Os dados constam da publicação “Estimativa 2026-2028: Incidência de Câncer no Brasil”, lançada no Dia Mundial do Câncer. De acordo com o Inca, o crescimento está associado principalmente ao envelhecimento da população, mas também reflete desigualdades regionais históricas e dificuldades no acesso aos serviços de saúde, especialmente no rastreamento precoce e no início oportuno do tratamento.

Entre os homens, os tipos mais frequentes são o câncer de próstata, que responde por 30,5% dos casos, seguido por cólon e reto, com 10,3%, pulmão, com 7,3%, estômago, com 5,4%, e cavidade oral, com 4,8%. Já entre as mulheres, predominam os tumores de mama, responsáveis por 30% dos registros, além de cólon e reto, com 10,5%, colo do útero, com 7,4%, pulmão, com 6,4%, e tireoide, com 5,1%.

O Inca destaca que o câncer de colo do útero permanece entre os mais incidentes nas regiões Norte e Nordeste. O câncer de estômago apresenta maior incidência entre homens nessas mesmas regiões, enquanto tumores relacionados ao tabagismo, como pulmão e cavidade oral, são mais frequentes no Sul e Sudeste.

Para o instituto, as diferenças regionais refletem o acesso desigual à prevenção e ao tratamento. “O Brasil é um país heterogêneo, com diferenças ligadas à urbanização e à exposição a fatores de risco como a falta de saneamento básico”, afirmou o diretor-geral do Inca, Roberto Gil. Segundo ele, preocupa especialmente o aumento dos cânceres de cólon e reto. “Isso tem relação com obesidade, sedentarismo e exposição precoce a fatores de risco. Alguma coisa precisa ser feita”, disse.

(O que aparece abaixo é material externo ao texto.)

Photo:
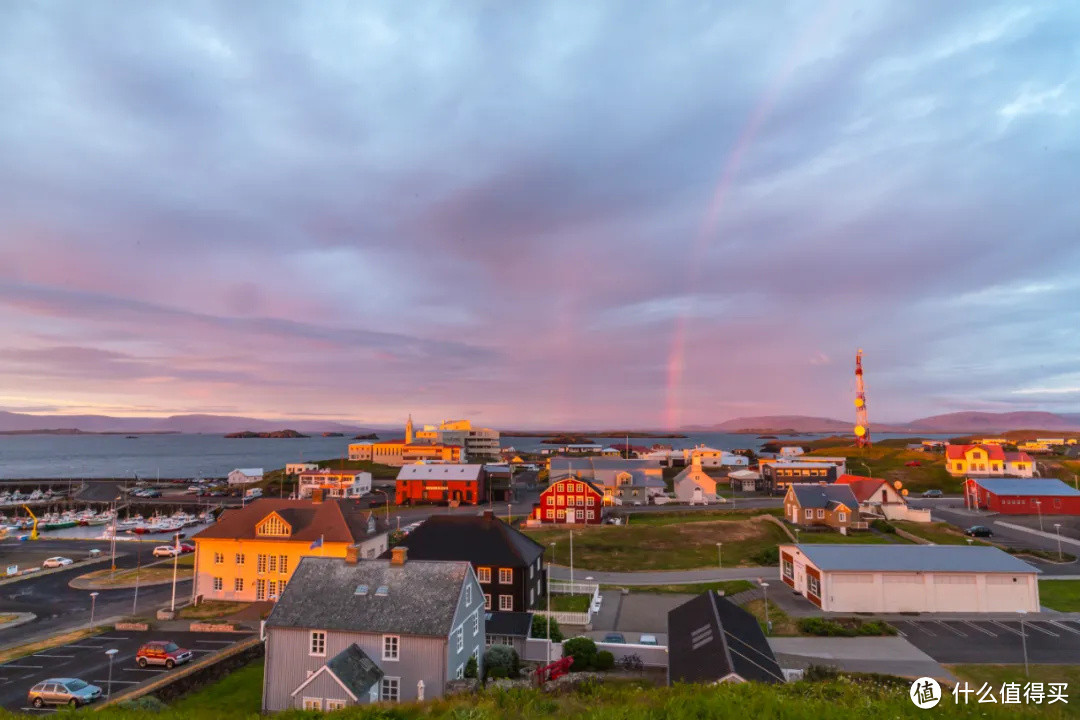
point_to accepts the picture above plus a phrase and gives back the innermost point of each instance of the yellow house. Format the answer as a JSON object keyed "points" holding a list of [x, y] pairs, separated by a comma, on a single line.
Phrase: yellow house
{"points": [[250, 554]]}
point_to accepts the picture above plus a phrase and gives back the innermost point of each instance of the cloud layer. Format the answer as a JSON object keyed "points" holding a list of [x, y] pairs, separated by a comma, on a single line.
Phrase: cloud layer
{"points": [[539, 213]]}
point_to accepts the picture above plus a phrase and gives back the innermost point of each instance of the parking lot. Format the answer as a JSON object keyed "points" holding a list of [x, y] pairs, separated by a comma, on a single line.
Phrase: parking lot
{"points": [[1052, 641], [86, 661]]}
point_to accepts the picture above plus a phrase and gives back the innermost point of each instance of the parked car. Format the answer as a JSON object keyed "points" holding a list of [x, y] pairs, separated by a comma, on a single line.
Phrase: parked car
{"points": [[56, 561], [63, 691], [162, 652]]}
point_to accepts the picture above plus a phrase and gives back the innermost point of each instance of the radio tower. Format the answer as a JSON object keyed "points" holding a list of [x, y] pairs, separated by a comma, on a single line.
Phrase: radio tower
{"points": [[862, 424]]}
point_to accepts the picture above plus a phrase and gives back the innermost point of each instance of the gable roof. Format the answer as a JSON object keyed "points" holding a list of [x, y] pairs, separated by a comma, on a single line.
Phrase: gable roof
{"points": [[957, 451], [442, 472], [483, 540], [862, 487], [710, 638], [422, 596], [335, 520], [1026, 486], [814, 494], [914, 558]]}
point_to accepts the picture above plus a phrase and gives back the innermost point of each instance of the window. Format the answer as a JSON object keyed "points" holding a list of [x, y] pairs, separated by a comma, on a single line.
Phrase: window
{"points": [[391, 646], [318, 646]]}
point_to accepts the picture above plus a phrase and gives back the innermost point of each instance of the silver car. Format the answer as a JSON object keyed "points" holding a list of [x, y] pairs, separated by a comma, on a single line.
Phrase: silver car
{"points": [[63, 691]]}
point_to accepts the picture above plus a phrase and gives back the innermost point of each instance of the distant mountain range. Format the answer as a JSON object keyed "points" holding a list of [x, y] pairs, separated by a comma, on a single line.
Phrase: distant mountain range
{"points": [[952, 422], [208, 424]]}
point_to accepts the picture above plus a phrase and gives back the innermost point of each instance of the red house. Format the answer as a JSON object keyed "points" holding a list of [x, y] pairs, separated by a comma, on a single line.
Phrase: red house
{"points": [[570, 501], [441, 484], [1013, 496]]}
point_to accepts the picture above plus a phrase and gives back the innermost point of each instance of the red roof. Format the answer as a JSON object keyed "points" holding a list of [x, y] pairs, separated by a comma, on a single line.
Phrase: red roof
{"points": [[862, 487], [957, 451]]}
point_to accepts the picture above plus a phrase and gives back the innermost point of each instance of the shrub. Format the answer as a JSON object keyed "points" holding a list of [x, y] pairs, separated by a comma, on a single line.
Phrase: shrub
{"points": [[540, 628], [583, 651], [501, 656], [604, 661]]}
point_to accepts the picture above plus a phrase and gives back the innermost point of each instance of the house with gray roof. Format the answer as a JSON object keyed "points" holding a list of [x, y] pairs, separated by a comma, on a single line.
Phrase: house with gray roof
{"points": [[903, 579], [821, 504], [416, 621]]}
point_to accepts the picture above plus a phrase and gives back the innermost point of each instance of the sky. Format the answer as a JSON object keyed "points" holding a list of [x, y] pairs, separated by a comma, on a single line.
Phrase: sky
{"points": [[539, 214]]}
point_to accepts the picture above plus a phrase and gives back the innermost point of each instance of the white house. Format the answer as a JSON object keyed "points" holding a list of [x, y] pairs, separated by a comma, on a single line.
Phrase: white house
{"points": [[245, 475], [694, 486], [910, 578]]}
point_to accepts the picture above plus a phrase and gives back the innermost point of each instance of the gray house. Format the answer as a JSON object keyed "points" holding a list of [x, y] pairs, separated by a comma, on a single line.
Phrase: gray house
{"points": [[349, 632]]}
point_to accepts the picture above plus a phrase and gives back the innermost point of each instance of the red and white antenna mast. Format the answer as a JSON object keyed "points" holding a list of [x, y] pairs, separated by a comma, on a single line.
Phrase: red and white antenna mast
{"points": [[862, 423]]}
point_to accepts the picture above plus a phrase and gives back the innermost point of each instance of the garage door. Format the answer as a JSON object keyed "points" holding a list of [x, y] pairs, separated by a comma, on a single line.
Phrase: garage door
{"points": [[1008, 594], [955, 593], [854, 592], [904, 592]]}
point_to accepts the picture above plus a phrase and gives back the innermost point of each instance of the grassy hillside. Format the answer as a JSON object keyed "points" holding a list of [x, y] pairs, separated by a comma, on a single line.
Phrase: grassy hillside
{"points": [[844, 698]]}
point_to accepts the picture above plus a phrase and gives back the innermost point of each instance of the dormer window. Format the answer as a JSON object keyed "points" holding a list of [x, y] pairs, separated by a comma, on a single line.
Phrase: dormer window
{"points": [[273, 526]]}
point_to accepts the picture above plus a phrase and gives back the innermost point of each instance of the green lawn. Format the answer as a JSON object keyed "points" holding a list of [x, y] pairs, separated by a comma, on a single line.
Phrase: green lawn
{"points": [[685, 545], [727, 586], [1063, 595], [238, 693]]}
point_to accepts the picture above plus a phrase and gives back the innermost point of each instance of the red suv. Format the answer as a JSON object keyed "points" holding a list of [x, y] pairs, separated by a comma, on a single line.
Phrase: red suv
{"points": [[166, 653]]}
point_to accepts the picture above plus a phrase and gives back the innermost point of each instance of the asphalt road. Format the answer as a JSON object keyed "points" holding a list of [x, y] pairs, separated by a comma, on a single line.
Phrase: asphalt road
{"points": [[59, 608], [86, 661], [994, 640]]}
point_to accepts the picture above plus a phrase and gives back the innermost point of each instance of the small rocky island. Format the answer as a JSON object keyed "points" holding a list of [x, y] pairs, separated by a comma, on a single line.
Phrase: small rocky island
{"points": [[277, 433]]}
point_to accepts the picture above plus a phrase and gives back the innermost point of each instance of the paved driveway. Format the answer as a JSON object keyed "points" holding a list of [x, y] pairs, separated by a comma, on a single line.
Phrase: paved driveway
{"points": [[1052, 641], [86, 661]]}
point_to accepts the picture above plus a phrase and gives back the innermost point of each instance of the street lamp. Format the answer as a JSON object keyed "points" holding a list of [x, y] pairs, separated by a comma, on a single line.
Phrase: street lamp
{"points": [[108, 689], [765, 591], [1023, 639]]}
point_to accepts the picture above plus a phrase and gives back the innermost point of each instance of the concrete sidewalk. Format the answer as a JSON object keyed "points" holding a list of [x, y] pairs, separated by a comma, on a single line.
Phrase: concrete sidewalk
{"points": [[886, 655]]}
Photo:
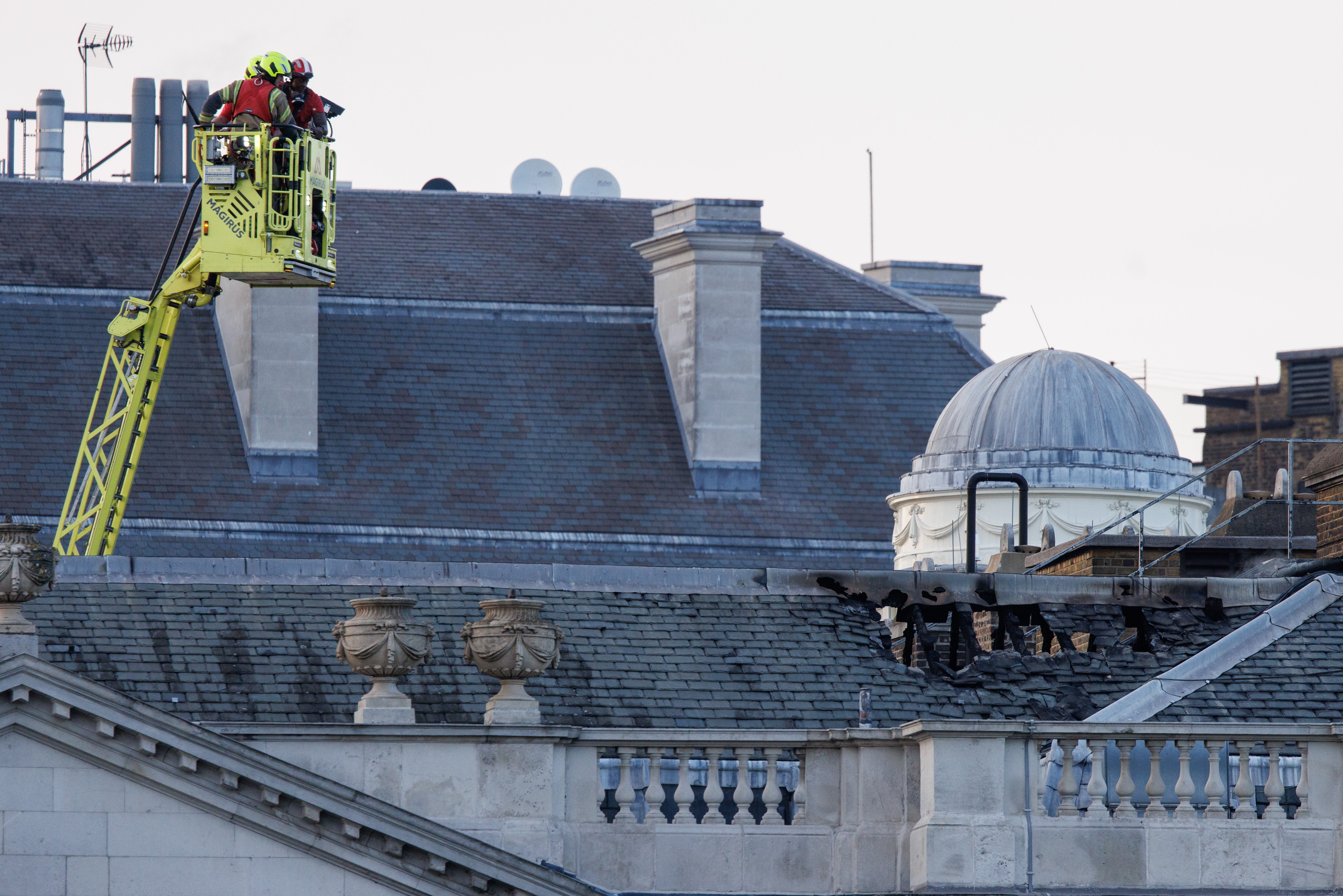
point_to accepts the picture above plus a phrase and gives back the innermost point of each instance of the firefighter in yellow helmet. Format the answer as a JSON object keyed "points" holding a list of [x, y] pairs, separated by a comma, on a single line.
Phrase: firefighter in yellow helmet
{"points": [[257, 100]]}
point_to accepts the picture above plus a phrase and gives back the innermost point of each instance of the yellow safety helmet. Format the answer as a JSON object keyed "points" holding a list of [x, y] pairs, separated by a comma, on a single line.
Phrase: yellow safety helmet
{"points": [[274, 65]]}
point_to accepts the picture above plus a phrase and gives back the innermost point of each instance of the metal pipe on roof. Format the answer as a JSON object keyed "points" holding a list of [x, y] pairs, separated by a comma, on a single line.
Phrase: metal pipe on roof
{"points": [[52, 135], [170, 131], [143, 131]]}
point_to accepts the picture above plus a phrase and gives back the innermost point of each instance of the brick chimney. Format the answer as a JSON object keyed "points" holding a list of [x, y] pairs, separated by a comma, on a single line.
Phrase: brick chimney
{"points": [[707, 257], [269, 340], [953, 288]]}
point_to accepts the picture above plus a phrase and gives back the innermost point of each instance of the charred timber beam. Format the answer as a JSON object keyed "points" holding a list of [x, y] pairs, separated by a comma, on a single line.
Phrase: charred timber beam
{"points": [[902, 588]]}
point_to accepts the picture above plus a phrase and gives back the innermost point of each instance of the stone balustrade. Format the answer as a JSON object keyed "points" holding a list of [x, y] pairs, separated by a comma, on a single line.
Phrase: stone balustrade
{"points": [[933, 805], [747, 780], [1127, 772]]}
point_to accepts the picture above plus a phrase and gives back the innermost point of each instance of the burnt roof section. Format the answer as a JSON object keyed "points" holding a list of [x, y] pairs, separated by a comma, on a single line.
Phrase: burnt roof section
{"points": [[457, 434], [258, 648], [416, 245], [265, 653]]}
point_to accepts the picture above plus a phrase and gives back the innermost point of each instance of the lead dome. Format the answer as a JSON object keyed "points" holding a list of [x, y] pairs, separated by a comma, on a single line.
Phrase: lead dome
{"points": [[1090, 441]]}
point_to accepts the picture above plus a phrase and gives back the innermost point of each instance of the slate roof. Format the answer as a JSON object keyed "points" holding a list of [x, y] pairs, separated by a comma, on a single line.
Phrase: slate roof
{"points": [[265, 653], [233, 652], [445, 429], [1297, 679]]}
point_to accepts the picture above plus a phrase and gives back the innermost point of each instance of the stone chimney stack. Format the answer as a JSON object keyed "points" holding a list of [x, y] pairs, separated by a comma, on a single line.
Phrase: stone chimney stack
{"points": [[953, 288], [707, 257], [269, 340]]}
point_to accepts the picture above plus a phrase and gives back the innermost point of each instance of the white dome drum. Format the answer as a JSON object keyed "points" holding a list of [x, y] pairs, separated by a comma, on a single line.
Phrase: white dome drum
{"points": [[1090, 441]]}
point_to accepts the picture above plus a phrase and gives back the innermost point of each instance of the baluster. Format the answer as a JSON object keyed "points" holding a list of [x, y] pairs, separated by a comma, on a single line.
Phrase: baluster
{"points": [[1083, 755], [1097, 788], [742, 796], [1274, 787], [1185, 784], [1156, 784], [683, 796], [1300, 787], [714, 792], [625, 794], [1244, 787], [1041, 776], [1213, 789], [800, 794], [1067, 782], [1125, 787], [655, 796], [773, 796]]}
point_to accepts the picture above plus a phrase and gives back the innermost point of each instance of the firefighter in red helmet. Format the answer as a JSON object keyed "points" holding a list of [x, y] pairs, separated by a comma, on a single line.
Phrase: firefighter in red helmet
{"points": [[311, 111]]}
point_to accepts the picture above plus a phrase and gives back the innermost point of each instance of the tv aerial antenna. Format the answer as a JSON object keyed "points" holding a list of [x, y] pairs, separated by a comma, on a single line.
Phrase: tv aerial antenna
{"points": [[96, 45]]}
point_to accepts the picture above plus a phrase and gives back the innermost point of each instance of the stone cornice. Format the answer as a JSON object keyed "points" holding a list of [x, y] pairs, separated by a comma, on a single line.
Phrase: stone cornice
{"points": [[685, 245], [230, 780]]}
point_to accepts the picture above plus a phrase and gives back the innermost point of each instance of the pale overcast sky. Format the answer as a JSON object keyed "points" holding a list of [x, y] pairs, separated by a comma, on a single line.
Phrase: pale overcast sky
{"points": [[1158, 179]]}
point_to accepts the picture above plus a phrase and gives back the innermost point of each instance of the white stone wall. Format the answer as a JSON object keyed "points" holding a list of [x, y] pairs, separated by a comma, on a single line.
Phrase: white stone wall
{"points": [[541, 801], [931, 526], [69, 828]]}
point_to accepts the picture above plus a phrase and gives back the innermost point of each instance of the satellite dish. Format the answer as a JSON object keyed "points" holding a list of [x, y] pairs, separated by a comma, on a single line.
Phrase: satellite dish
{"points": [[538, 178], [596, 182]]}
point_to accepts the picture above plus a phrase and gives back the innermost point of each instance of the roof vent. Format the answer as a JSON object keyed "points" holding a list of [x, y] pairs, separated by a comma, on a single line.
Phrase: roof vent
{"points": [[596, 183], [538, 178]]}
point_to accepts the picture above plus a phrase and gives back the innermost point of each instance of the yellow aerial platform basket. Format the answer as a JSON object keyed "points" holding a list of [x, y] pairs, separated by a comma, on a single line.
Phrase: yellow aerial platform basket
{"points": [[268, 217], [269, 209]]}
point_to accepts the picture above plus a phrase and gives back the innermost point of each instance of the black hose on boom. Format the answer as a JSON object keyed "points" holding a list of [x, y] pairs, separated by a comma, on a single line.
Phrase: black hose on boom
{"points": [[186, 244], [176, 230]]}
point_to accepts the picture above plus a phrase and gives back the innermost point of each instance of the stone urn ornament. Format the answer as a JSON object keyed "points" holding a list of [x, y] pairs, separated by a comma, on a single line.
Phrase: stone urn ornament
{"points": [[27, 571], [512, 644], [385, 644]]}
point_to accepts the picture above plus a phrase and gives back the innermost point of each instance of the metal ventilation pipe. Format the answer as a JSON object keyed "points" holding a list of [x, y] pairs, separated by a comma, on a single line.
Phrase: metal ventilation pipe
{"points": [[170, 131], [52, 135], [143, 131], [198, 92]]}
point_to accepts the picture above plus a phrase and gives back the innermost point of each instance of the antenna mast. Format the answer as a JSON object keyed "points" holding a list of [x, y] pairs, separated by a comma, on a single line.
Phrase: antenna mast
{"points": [[96, 45], [872, 215]]}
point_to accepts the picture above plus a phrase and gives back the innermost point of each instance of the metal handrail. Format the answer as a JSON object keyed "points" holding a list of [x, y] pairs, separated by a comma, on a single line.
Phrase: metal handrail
{"points": [[1290, 502]]}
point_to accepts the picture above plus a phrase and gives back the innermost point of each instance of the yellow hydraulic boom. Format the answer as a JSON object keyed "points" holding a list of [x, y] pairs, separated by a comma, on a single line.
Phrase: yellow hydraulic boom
{"points": [[268, 217]]}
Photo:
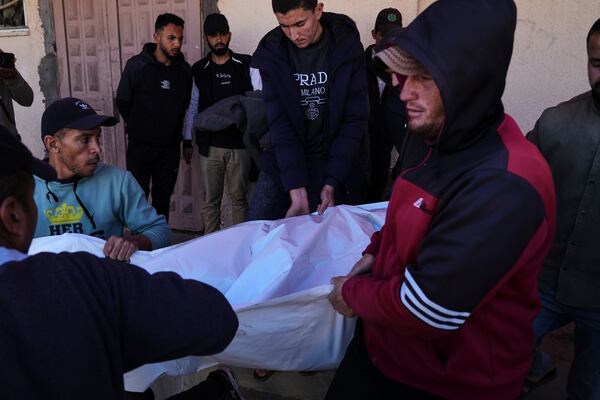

O ministro da Saúde, Alexandre Padilha, ressaltou que a incidência do câncer de colo do útero vem caindo graças à vacinação contra o HPV. “O mais importante é investir em prevenção e combater hábitos que levam ao câncer, como o tabagismo, inclusive entre jovens, e o avanço da obesidade”, afirmou.

Padilha também anunciou a adesão da operadora Amil ao programa Agora Tem Especialistas, que deve viabilizar 600 cirurgias em hospitais privados para pacientes.